攻撃陣では特にジュニオール ドゥトラ、カルリーニョス ジュニオの2トップの相性の良さが新たな発見となった。
「またカルリーニョス選手と試合に出る機会があれば、もっと良くなると思うし、2人ともブラジル国籍で若いときからのサッカーのスタイルが一緒なので、これからチームにとっても良くなると思う」(ジュニオール ドゥトラ)と、このパフォーマンスを継続すれば今節も……という期待感がある。
また、前節の試合後「3バックが今後に向けてベースになるのか?」という質問にピーター クラモフスキー監督は「ドッチモドッチモ」と日本語で答え、続けて英語で「4バック、3バックであろうと、自分たちのサッカーをすること、自分たちのゲームをすること。自分たちのサッカーを相手に仕掛けていきたい」と質問をかわした。前節はケガ人、過密日程、そして立田の欠場などさまざまな要因があったため、やむなく3バックにしたという側面もあるが、少なくとも今節は立田が戻ってくる。システムを4バックに戻すのか、それとも良い流れを継続するために3バックで戦うのか。13年以来勝利のない苦手の浦和に対して、どのように挑むのかに注目だ。

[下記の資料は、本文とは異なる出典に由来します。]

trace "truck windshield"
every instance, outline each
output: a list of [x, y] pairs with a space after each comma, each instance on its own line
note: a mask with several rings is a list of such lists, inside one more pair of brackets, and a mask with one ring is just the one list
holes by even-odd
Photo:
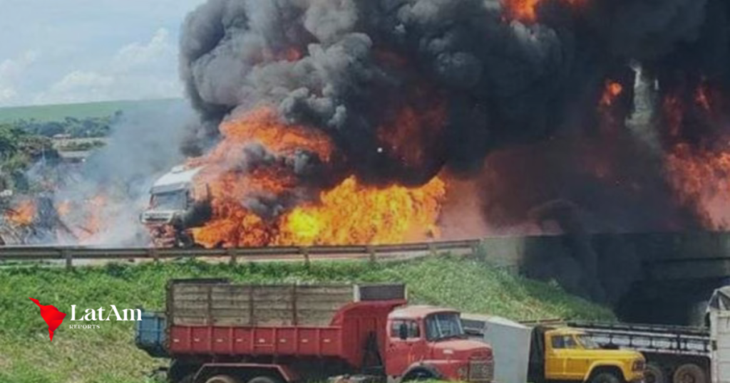
[[596, 343], [596, 341], [593, 340], [593, 338], [591, 338], [587, 335], [577, 335], [575, 336], [575, 338], [577, 338], [578, 343], [580, 343], [584, 349], [598, 349], [601, 348], [601, 346]]
[[426, 318], [426, 338], [431, 341], [464, 336], [458, 314], [434, 314]]
[[187, 204], [187, 196], [184, 190], [153, 194], [150, 207], [160, 210], [182, 210]]

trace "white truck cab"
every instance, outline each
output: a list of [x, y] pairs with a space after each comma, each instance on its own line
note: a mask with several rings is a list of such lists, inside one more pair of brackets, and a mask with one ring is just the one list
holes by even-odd
[[210, 219], [210, 191], [207, 185], [195, 183], [202, 169], [175, 166], [153, 185], [150, 204], [139, 220], [150, 231], [155, 247], [192, 247], [189, 229]]

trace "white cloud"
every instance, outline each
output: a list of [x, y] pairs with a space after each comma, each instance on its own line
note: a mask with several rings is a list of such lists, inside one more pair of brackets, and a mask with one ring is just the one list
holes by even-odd
[[12, 104], [18, 101], [17, 84], [39, 55], [38, 52], [29, 50], [15, 58], [0, 63], [0, 105]]
[[124, 71], [167, 61], [175, 55], [175, 47], [166, 29], [161, 28], [147, 45], [134, 42], [122, 47], [114, 57], [115, 69]]
[[206, 1], [0, 0], [0, 107], [181, 96], [180, 27]]
[[179, 97], [177, 50], [165, 28], [145, 43], [119, 50], [93, 70], [74, 70], [40, 92], [34, 103], [66, 104]]

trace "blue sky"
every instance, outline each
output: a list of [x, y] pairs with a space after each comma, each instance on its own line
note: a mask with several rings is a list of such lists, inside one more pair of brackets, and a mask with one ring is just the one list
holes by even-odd
[[177, 40], [204, 0], [0, 0], [0, 107], [182, 96]]

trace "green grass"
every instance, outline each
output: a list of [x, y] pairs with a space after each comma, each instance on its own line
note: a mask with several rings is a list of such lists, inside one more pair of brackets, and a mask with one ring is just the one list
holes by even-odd
[[[111, 265], [64, 269], [0, 269], [0, 382], [145, 382], [164, 360], [133, 344], [133, 324], [97, 322], [100, 330], [72, 330], [69, 320], [48, 341], [45, 323], [28, 299], [70, 314], [71, 305], [161, 309], [172, 278], [227, 277], [256, 282], [404, 282], [412, 302], [516, 320], [612, 319], [606, 309], [569, 295], [553, 284], [525, 279], [476, 259], [433, 257], [389, 264], [364, 262], [213, 265], [200, 262]], [[65, 327], [64, 327], [65, 326]]]
[[154, 109], [179, 102], [182, 102], [182, 101], [164, 99], [5, 107], [0, 108], [0, 123], [9, 123], [20, 120], [30, 120], [31, 119], [39, 122], [63, 121], [67, 117], [79, 119], [104, 117], [114, 115], [118, 110], [128, 112]]

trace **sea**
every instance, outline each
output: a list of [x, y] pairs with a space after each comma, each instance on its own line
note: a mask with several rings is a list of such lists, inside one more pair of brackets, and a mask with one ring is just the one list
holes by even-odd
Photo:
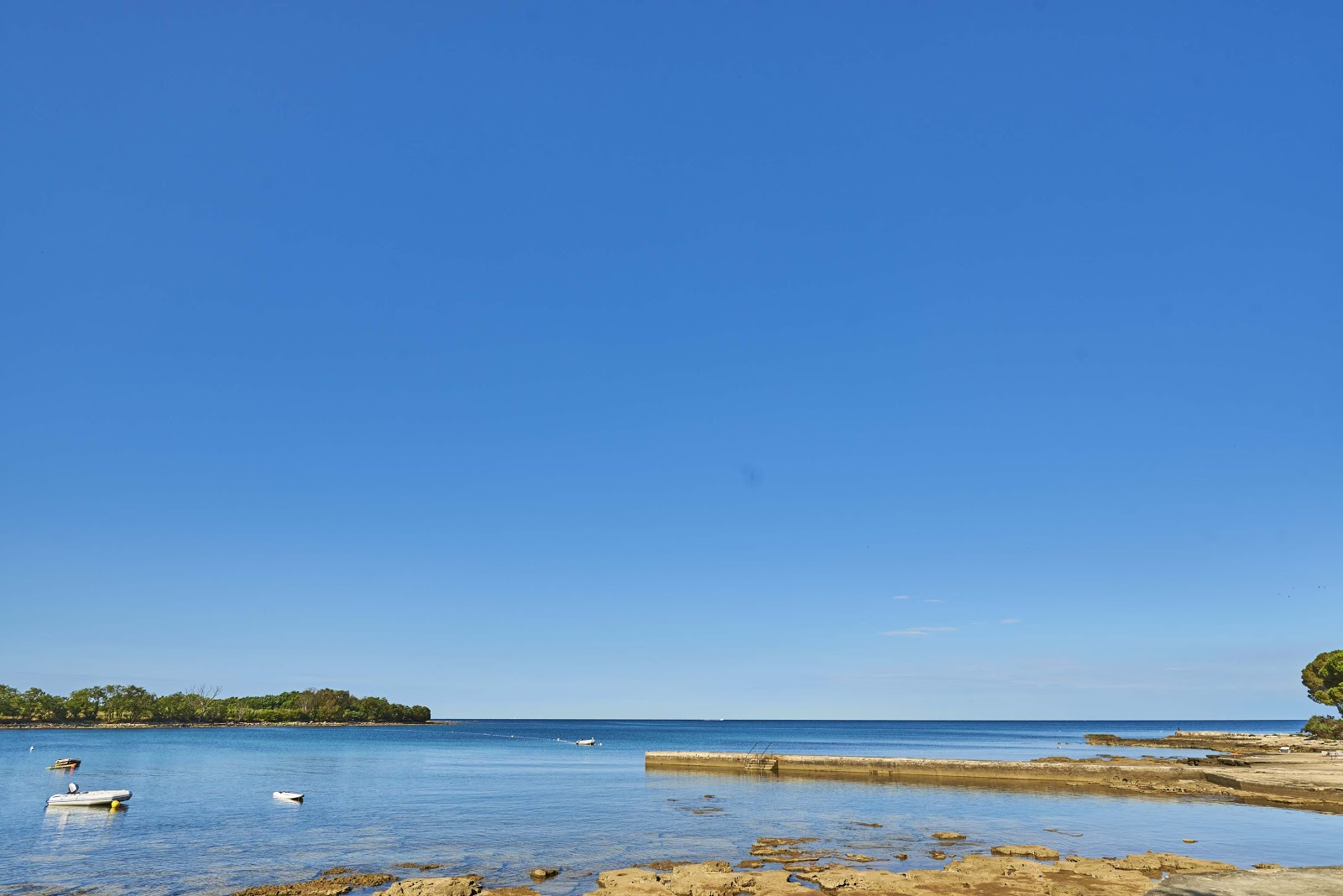
[[[1044, 844], [1060, 853], [1178, 852], [1343, 864], [1343, 816], [1210, 798], [646, 771], [646, 750], [768, 748], [870, 757], [1031, 759], [1178, 755], [1091, 747], [1088, 732], [1288, 732], [1300, 720], [735, 722], [481, 719], [291, 728], [0, 730], [0, 895], [218, 893], [333, 865], [403, 876], [478, 873], [486, 887], [586, 893], [650, 861], [748, 858], [757, 837], [933, 868], [928, 856]], [[576, 740], [595, 738], [599, 746]], [[1193, 752], [1199, 755], [1199, 752]], [[78, 757], [71, 773], [47, 766]], [[71, 782], [128, 789], [120, 811], [48, 809]], [[305, 794], [274, 799], [275, 790]], [[873, 825], [880, 825], [873, 826]], [[929, 837], [955, 830], [952, 845]], [[1195, 842], [1185, 842], [1193, 840]], [[905, 853], [908, 860], [894, 860]], [[400, 862], [441, 865], [428, 872]]]

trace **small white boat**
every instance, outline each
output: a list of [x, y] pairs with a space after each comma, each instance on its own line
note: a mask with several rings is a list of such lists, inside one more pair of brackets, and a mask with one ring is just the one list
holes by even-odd
[[[70, 785], [74, 787], [74, 785]], [[70, 790], [47, 799], [48, 806], [110, 806], [130, 799], [129, 790]]]

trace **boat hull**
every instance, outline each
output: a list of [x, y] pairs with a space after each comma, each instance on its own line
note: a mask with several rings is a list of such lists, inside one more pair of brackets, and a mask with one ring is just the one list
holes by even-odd
[[81, 793], [58, 793], [47, 799], [48, 806], [110, 806], [113, 801], [126, 802], [129, 790], [87, 790]]

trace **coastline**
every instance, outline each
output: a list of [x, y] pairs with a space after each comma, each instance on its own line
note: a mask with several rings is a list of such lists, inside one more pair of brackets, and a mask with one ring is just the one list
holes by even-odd
[[[880, 825], [878, 825], [880, 826]], [[1230, 862], [1178, 853], [1147, 852], [1101, 858], [1060, 856], [1041, 845], [1006, 844], [984, 852], [955, 854], [964, 836], [935, 832], [928, 853], [950, 860], [941, 868], [893, 871], [878, 862], [901, 862], [854, 853], [815, 850], [808, 837], [760, 837], [751, 858], [728, 861], [649, 861], [594, 872], [539, 866], [530, 883], [565, 875], [586, 879], [583, 896], [1330, 896], [1343, 893], [1343, 866], [1283, 868], [1261, 862], [1241, 869]], [[839, 861], [830, 861], [839, 858]], [[485, 875], [450, 868], [442, 876], [399, 877], [395, 872], [438, 872], [439, 862], [398, 862], [388, 872], [357, 872], [338, 865], [318, 876], [238, 891], [230, 896], [344, 896], [355, 889], [371, 896], [543, 896], [532, 885], [500, 881], [486, 887]], [[493, 881], [492, 881], [493, 884]], [[595, 885], [594, 885], [595, 884]]]
[[[1124, 742], [1113, 735], [1088, 738], [1103, 738], [1101, 743]], [[1180, 735], [1178, 742], [1171, 740], [1133, 743], [1187, 748], [1194, 738]], [[1031, 761], [649, 751], [643, 757], [643, 765], [646, 771], [849, 778], [994, 789], [1074, 789], [1116, 795], [1213, 797], [1343, 813], [1343, 758], [1323, 752], [1327, 748], [1343, 748], [1343, 743], [1311, 740], [1303, 735], [1225, 732], [1199, 732], [1197, 742], [1234, 744], [1237, 750], [1205, 758], [1042, 757]], [[1280, 752], [1283, 747], [1289, 752]]]
[[458, 722], [0, 722], [0, 731], [94, 731], [103, 728], [418, 728]]

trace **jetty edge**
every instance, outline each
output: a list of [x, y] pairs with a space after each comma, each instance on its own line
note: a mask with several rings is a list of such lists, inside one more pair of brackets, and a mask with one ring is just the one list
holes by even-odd
[[[1256, 762], [1256, 761], [1262, 762]], [[1195, 765], [1205, 763], [1205, 765]], [[1078, 789], [1125, 795], [1223, 797], [1317, 811], [1343, 811], [1343, 761], [1322, 754], [1248, 758], [1244, 767], [1207, 759], [924, 759], [657, 750], [646, 771], [776, 774], [873, 782], [1007, 789]]]

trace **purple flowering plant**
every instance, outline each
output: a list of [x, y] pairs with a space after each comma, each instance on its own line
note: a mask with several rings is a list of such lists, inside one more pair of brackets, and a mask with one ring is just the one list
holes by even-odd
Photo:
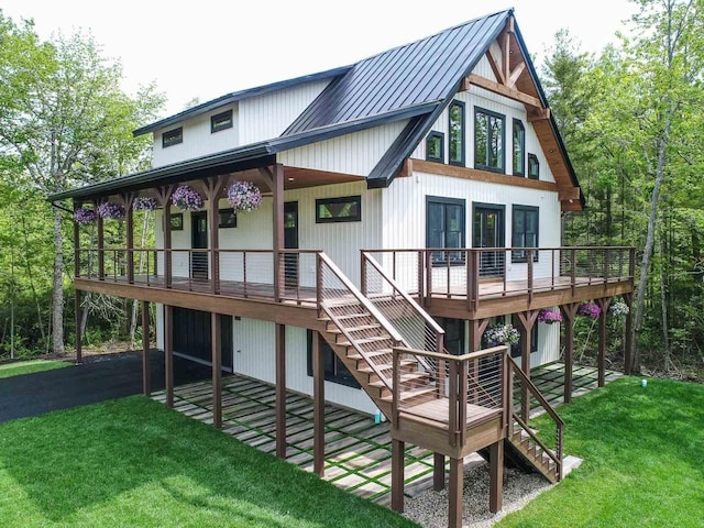
[[228, 189], [228, 204], [234, 212], [249, 212], [262, 204], [262, 191], [252, 182], [235, 182]]
[[580, 316], [585, 316], [592, 319], [596, 319], [598, 316], [602, 315], [602, 309], [598, 307], [596, 302], [593, 302], [590, 300], [588, 302], [582, 302], [578, 308], [576, 312]]
[[202, 208], [202, 196], [190, 185], [180, 185], [172, 195], [172, 202], [179, 209], [196, 211]]
[[562, 322], [562, 314], [560, 314], [560, 310], [549, 310], [547, 308], [541, 308], [538, 312], [538, 322], [544, 322], [546, 324]]
[[135, 211], [153, 211], [156, 206], [156, 199], [150, 197], [135, 198], [132, 202], [132, 209]]
[[101, 218], [124, 218], [124, 207], [114, 201], [103, 201], [98, 206]]
[[96, 216], [96, 211], [92, 209], [86, 209], [81, 207], [74, 211], [74, 221], [76, 223], [80, 223], [81, 226], [87, 226], [90, 222], [95, 222], [96, 218], [98, 217]]

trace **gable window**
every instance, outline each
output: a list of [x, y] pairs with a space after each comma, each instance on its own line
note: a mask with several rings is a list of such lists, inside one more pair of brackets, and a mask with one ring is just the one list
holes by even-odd
[[444, 163], [444, 134], [430, 132], [426, 140], [426, 160], [429, 162]]
[[514, 119], [514, 176], [526, 175], [526, 129], [519, 119]]
[[232, 110], [210, 117], [210, 133], [232, 128]]
[[[308, 330], [308, 358], [307, 367], [308, 375], [312, 376], [312, 331]], [[322, 339], [322, 336], [318, 334], [318, 346], [320, 346], [320, 353], [322, 354], [323, 377], [328, 382], [339, 383], [340, 385], [346, 385], [348, 387], [360, 388], [360, 384], [356, 383], [352, 373], [344, 366], [344, 363], [340, 361], [340, 358], [336, 355], [330, 345]]]
[[316, 200], [316, 223], [360, 222], [362, 197], [342, 196]]
[[464, 103], [450, 103], [450, 130], [448, 142], [450, 145], [450, 163], [464, 166]]
[[[530, 206], [514, 206], [512, 245], [514, 248], [538, 248], [539, 209]], [[527, 262], [525, 251], [512, 252], [513, 262]], [[538, 252], [532, 252], [534, 262], [538, 262]]]
[[505, 166], [504, 116], [474, 108], [474, 167], [503, 173]]
[[[426, 198], [426, 248], [464, 248], [464, 200]], [[464, 252], [433, 251], [432, 263], [463, 263]]]
[[540, 162], [535, 154], [528, 154], [528, 177], [530, 179], [540, 179]]
[[174, 146], [184, 142], [184, 128], [179, 127], [162, 134], [162, 147]]

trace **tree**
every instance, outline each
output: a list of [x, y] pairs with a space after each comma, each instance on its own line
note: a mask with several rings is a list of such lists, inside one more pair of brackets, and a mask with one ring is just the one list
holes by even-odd
[[[20, 184], [47, 196], [133, 167], [148, 140], [131, 131], [158, 110], [146, 88], [120, 90], [119, 63], [77, 33], [40, 42], [31, 21], [0, 12], [0, 152], [22, 167]], [[129, 139], [129, 141], [128, 141]], [[64, 212], [53, 211], [53, 351], [64, 353]]]

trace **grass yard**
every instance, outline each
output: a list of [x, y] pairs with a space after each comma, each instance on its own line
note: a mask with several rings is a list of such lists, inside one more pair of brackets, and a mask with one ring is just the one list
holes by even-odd
[[20, 376], [33, 372], [53, 371], [54, 369], [65, 369], [73, 366], [66, 361], [30, 360], [6, 363], [0, 365], [0, 380], [3, 377]]
[[584, 463], [498, 527], [704, 527], [704, 385], [627, 377], [558, 411]]
[[0, 426], [0, 526], [416, 527], [142, 396]]

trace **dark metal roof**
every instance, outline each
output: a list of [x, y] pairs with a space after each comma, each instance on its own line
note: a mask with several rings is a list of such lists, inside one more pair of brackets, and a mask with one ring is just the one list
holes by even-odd
[[356, 63], [328, 85], [282, 135], [444, 101], [510, 14], [508, 10], [482, 16]]
[[132, 132], [132, 135], [136, 138], [139, 135], [143, 135], [148, 132], [154, 132], [155, 130], [162, 129], [164, 127], [168, 127], [169, 124], [175, 124], [185, 119], [190, 119], [196, 116], [210, 112], [212, 110], [224, 107], [227, 105], [231, 105], [235, 101], [239, 101], [248, 97], [262, 96], [271, 91], [280, 90], [284, 88], [290, 88], [294, 86], [302, 85], [305, 82], [311, 82], [314, 80], [321, 80], [321, 79], [328, 79], [330, 77], [338, 77], [338, 76], [344, 75], [351, 67], [352, 66], [343, 66], [340, 68], [328, 69], [326, 72], [319, 72], [317, 74], [304, 75], [302, 77], [296, 77], [294, 79], [279, 80], [276, 82], [272, 82], [270, 85], [257, 86], [255, 88], [248, 88], [246, 90], [233, 91], [232, 94], [228, 94], [226, 96], [218, 97], [217, 99], [206, 101], [201, 105], [184, 110], [183, 112], [176, 113], [168, 118], [164, 118], [152, 124], [147, 124], [146, 127], [136, 129], [134, 132]]

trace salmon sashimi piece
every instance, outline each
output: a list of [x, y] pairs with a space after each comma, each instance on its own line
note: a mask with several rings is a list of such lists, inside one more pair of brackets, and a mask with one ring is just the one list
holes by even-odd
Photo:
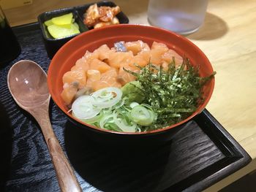
[[110, 87], [110, 85], [105, 81], [97, 80], [91, 82], [91, 88], [94, 91], [99, 89]]
[[136, 55], [139, 52], [142, 50], [150, 50], [148, 45], [141, 40], [126, 42], [124, 44], [124, 46], [128, 51], [132, 51], [134, 55]]
[[151, 45], [150, 61], [155, 65], [160, 65], [162, 60], [162, 55], [168, 51], [167, 45], [162, 42], [154, 42]]
[[68, 83], [65, 83], [63, 86], [63, 91], [61, 93], [61, 96], [65, 104], [69, 105], [73, 101], [75, 94], [78, 92], [78, 86], [75, 85], [75, 83], [72, 83], [69, 85]]
[[98, 70], [89, 69], [87, 71], [86, 87], [92, 88], [92, 82], [100, 80], [101, 74]]
[[97, 58], [93, 59], [90, 64], [90, 69], [98, 70], [100, 73], [104, 73], [110, 69], [111, 66]]
[[71, 71], [83, 69], [83, 71], [87, 72], [89, 69], [89, 65], [86, 61], [86, 58], [83, 57], [75, 62], [75, 65], [71, 68]]
[[117, 82], [121, 83], [122, 86], [124, 86], [127, 82], [133, 81], [136, 79], [136, 77], [133, 74], [124, 71], [124, 68], [125, 69], [127, 69], [134, 72], [139, 72], [139, 69], [138, 68], [135, 69], [134, 67], [131, 67], [129, 65], [124, 65], [124, 66], [122, 66], [122, 67], [120, 67], [118, 75], [116, 77], [116, 80]]
[[132, 52], [112, 53], [109, 55], [108, 63], [110, 66], [116, 69], [119, 69], [121, 64], [133, 64], [134, 57]]
[[94, 91], [108, 87], [121, 88], [121, 85], [116, 81], [117, 74], [116, 69], [111, 68], [101, 74], [100, 80], [98, 77], [96, 80], [89, 79], [87, 85], [91, 86]]
[[170, 63], [173, 61], [173, 58], [174, 57], [175, 59], [175, 63], [176, 66], [180, 66], [181, 65], [183, 62], [183, 58], [182, 57], [178, 55], [175, 50], [168, 50], [167, 52], [165, 52], [162, 55], [162, 59], [164, 61], [166, 61], [167, 63]]
[[121, 84], [116, 81], [117, 76], [117, 70], [115, 68], [112, 68], [108, 72], [102, 74], [100, 80], [108, 83], [108, 85], [110, 85], [110, 87], [121, 88]]
[[115, 52], [114, 50], [110, 50], [108, 46], [105, 44], [100, 46], [99, 48], [95, 50], [94, 53], [98, 54], [99, 59], [100, 61], [103, 61], [105, 59], [108, 59], [109, 58], [109, 54], [110, 53]]
[[86, 72], [84, 70], [72, 70], [66, 72], [62, 77], [63, 84], [78, 83], [78, 88], [83, 88], [86, 85]]
[[148, 64], [150, 61], [150, 50], [142, 50], [137, 55], [134, 57], [135, 63], [141, 67]]
[[91, 53], [88, 50], [86, 50], [86, 54], [83, 55], [85, 58], [85, 62], [88, 63], [88, 64], [90, 64], [91, 61], [94, 58], [99, 59], [99, 53], [97, 51], [94, 51], [93, 53]]

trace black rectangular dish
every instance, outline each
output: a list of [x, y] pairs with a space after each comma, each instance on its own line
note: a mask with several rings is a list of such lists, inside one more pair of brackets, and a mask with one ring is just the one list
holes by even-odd
[[[38, 23], [13, 28], [21, 53], [0, 71], [1, 141], [7, 159], [7, 191], [59, 191], [54, 169], [38, 124], [13, 101], [7, 85], [11, 66], [21, 59], [47, 72]], [[84, 191], [200, 191], [251, 161], [239, 144], [206, 110], [162, 146], [109, 148], [84, 137], [52, 102], [53, 128]], [[3, 131], [4, 130], [4, 131]], [[6, 130], [6, 131], [4, 131]]]
[[[85, 32], [88, 30], [91, 30], [93, 29], [91, 27], [87, 26], [83, 23], [83, 19], [84, 14], [86, 13], [86, 10], [91, 5], [94, 4], [94, 3], [86, 4], [81, 6], [55, 9], [53, 11], [43, 12], [38, 16], [37, 20], [41, 28], [41, 33], [45, 45], [45, 50], [50, 58], [52, 58], [54, 56], [55, 53], [63, 45], [64, 45], [73, 37], [76, 37], [78, 34], [73, 34], [60, 39], [54, 39], [49, 34], [47, 27], [44, 24], [45, 22], [54, 17], [61, 16], [72, 12], [75, 23], [78, 23], [79, 26], [79, 30], [80, 33]], [[97, 3], [97, 4], [98, 7], [106, 6], [113, 7], [116, 6], [113, 2], [111, 1], [99, 1]], [[121, 12], [116, 15], [116, 18], [118, 19], [120, 23], [129, 23], [128, 18], [121, 11]]]

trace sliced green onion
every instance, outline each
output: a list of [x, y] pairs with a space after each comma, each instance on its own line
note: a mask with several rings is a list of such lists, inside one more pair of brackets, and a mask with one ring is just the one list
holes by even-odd
[[100, 109], [92, 105], [94, 99], [90, 96], [82, 96], [75, 100], [72, 104], [72, 111], [75, 117], [80, 120], [90, 119], [100, 112]]
[[121, 99], [122, 91], [117, 88], [105, 88], [98, 90], [91, 94], [94, 99], [93, 105], [100, 108], [108, 108], [116, 104]]
[[116, 112], [113, 117], [115, 124], [123, 131], [136, 132], [137, 124], [127, 118], [125, 115]]
[[132, 102], [129, 104], [129, 107], [131, 107], [131, 108], [132, 109], [133, 107], [135, 107], [137, 105], [140, 105], [137, 102]]
[[152, 110], [148, 110], [141, 105], [137, 105], [132, 109], [130, 117], [133, 121], [144, 126], [152, 124], [155, 118]]

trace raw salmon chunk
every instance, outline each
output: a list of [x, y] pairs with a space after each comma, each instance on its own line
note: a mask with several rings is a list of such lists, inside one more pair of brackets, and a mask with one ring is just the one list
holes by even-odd
[[67, 105], [70, 104], [73, 101], [75, 96], [78, 92], [78, 87], [74, 84], [64, 84], [61, 96]]
[[101, 74], [98, 70], [90, 69], [87, 71], [86, 87], [92, 88], [92, 82], [100, 80]]
[[86, 72], [89, 69], [89, 64], [86, 62], [86, 58], [83, 57], [77, 61], [75, 65], [71, 68], [71, 71], [82, 69]]
[[134, 58], [132, 51], [116, 52], [109, 55], [108, 64], [116, 69], [119, 69], [121, 65], [133, 64]]
[[176, 66], [181, 65], [182, 64], [182, 57], [178, 55], [175, 50], [168, 50], [162, 55], [162, 59], [169, 64], [173, 61], [173, 58], [175, 59]]
[[78, 88], [83, 88], [86, 85], [86, 72], [83, 70], [73, 70], [66, 72], [62, 77], [63, 84], [77, 82]]
[[90, 69], [98, 70], [100, 73], [104, 73], [110, 69], [109, 65], [97, 58], [93, 59], [90, 64]]
[[151, 46], [150, 61], [156, 65], [161, 64], [162, 61], [162, 55], [168, 50], [169, 49], [166, 45], [161, 42], [154, 42]]
[[99, 54], [99, 59], [100, 61], [103, 61], [105, 59], [108, 59], [109, 58], [109, 54], [110, 52], [113, 52], [113, 50], [110, 50], [110, 49], [108, 47], [107, 45], [102, 45], [99, 48], [95, 50], [94, 53]]
[[134, 55], [136, 55], [139, 52], [142, 50], [149, 50], [149, 46], [148, 44], [143, 41], [138, 40], [136, 42], [128, 42], [124, 44], [127, 50], [131, 50]]
[[116, 80], [117, 80], [117, 82], [121, 83], [122, 86], [124, 86], [127, 82], [133, 81], [136, 79], [136, 77], [133, 74], [124, 71], [124, 68], [125, 69], [127, 69], [134, 72], [138, 72], [139, 71], [138, 68], [135, 69], [134, 67], [131, 67], [129, 65], [124, 65], [122, 66], [122, 67], [120, 67], [118, 75], [117, 76]]

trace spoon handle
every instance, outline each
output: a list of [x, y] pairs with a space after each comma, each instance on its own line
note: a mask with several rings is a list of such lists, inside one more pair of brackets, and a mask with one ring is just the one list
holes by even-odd
[[[48, 107], [48, 106], [47, 106]], [[41, 107], [31, 112], [41, 127], [63, 192], [82, 191], [79, 183], [52, 128], [48, 110]]]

一方の浦和は前節、川崎Fと対戦した。序盤は主導権を握って攻撃していたが、37分に山根 視来に先制ゴールを許し、さらに山根に追加点のチャンスを与えるが、なんとか抑えてハーフタイムに突入。仕切り直しとなった後半だが、50分に小林 悠にゴールを決められてしまう。西川 周作が、「後半に入って立ち上がりに失点してしまったことによって、自分たちが前に前にとなって、出ていったところにうまくパスを回されたなという感覚があります」と言うように、この失点が決定的なダメージとなった。アディショナルタイムにレアンドロ ダミアンにもゴールを決められて、3失点を喫している。
また、攻撃陣も無得点に終わっている。「最後の仕留める部分だったり、ラストパスの精度だったり、クオリティーのところで少し慌ててしまったという部分がある」と西川は振り返る。浦和は6敗のうち4試合が無得点に終わるなど、劣勢の試合になると攻撃陣が不発に終わることが多い。それだけに先制点を奪うことが大事になる。ただ、清水との前回対戦では終盤に追いつかれて1-1のドローになっており、こうした取りこぼしにも注意しなければいけない。